Search code examples
jmsproducer-consumerapache-storm

Storm as a replacement for Multi-threaded Consumer/Producer approach to process high volumes?


We have a existing setup where upstream systems send messages to us on a Message Queue and we process these messages.The content is xml and we simply unmarshal.This unmarshalling step is followed by a write to db (to put relevant values onto relevant columns). The system is set to interface with many more upstream systems and our volumes are going to increase to a peak size of 40mm per day.

Our current way of processing is have listeners on the queues and then have a multiple threads of producers and consumers which do the unmarshalling and subsequent db write.

My question : Can this process fit into the Storm use case scenario? I mean can MQ be my spout and I have 2 bolts one to unmarshal and this then becomes the spout for the next bolt which does the write to db?

If yes,what is the benefit that I can derive? Is it a goodbye to cumbersome multi threaded producer/worker pattern of code. If its as simple as the above then where/why would one want to resort to the conventional multi threaded approach to producer/consumer scenario My point being is there a data volume/frequency at which Storm starts to shine when compared to the conventional approach.

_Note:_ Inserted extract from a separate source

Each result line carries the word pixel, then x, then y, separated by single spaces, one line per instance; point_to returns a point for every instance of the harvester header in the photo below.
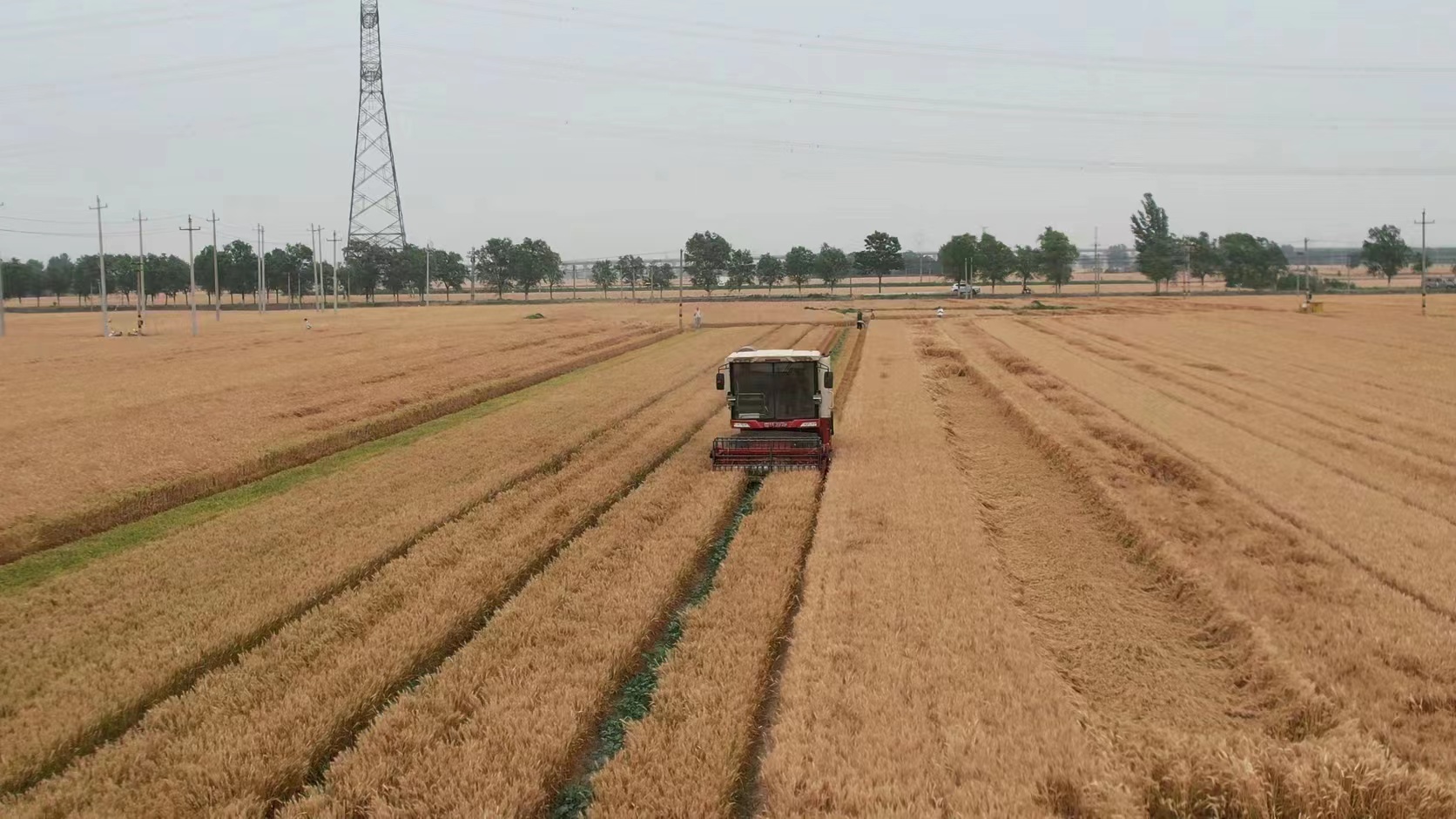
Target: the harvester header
pixel 782 405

PS : I'm very new to this and trying to get a hang of this and want to ascertain if the line of thinking is right

Regards, CVM


Solution

  • Definitely this scenario can fit into a storm topology. The spouts can pull from MQ and the bolts can handle the unmarshalling and subsequent processing.

    The major benefit over conventional multi threaded pattern is the ability to add more worker nodes as the load increases. This is not so easy with traditional producer consumer patterns.

    Specific data volume number is a very broad question since it depends on a large number of factors like hardware etc.